There is limited data in the literature regarding the prognosis of these patients but breast metastases usually indicate disseminated metastatic disease and a poor prognosis28,34. As new systemic treatments emerge however survival rates may improve. Vaughan et al reported a mean survival time of 17.8 months following the diagnosis of a breast metastasis of non-haematological origin24. Survival was similar regardless of primary site apart from patients with medullary thyroid cancer who survived for longer. In this study, three patients with non-haematological metastases to the breast died (patients 12, 16 and 19) with a mean survival time of 619 days (approximately 20 months). Median survival in a review of 27 cases of melanoma metastases to the breast was 12.9 months28.
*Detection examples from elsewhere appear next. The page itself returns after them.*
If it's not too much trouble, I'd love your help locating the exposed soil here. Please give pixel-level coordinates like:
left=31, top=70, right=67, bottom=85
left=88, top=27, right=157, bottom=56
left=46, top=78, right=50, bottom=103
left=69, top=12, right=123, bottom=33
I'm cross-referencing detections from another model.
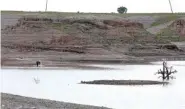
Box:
left=1, top=93, right=110, bottom=109
left=1, top=13, right=185, bottom=67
Non-epithelial malignancies of the breast include primary breast tumours such as lymphoma and sarcoma and metastatic deposits from primary tumours elsewhere in the body. They are rare cancers with a female predominance. Nineteen patients were identified in this 14-year retrospective review accounting for 0.49% of all breast malignancies treated. A thorough history and triple assessment is required to correctly identify these cancers as clinical and radiological differentiation from the more common epithelial cancers is often challenging. Primary breast sarcomas require surgical excision and adjuvant therapy whereas lymphomas can be predominantly managed with oncological therapies alone. Management of metastases to the breast depends on a number of factors including tumour type and extent of metastatic disease.


Conflict of interest - the authors have no conflict of interest.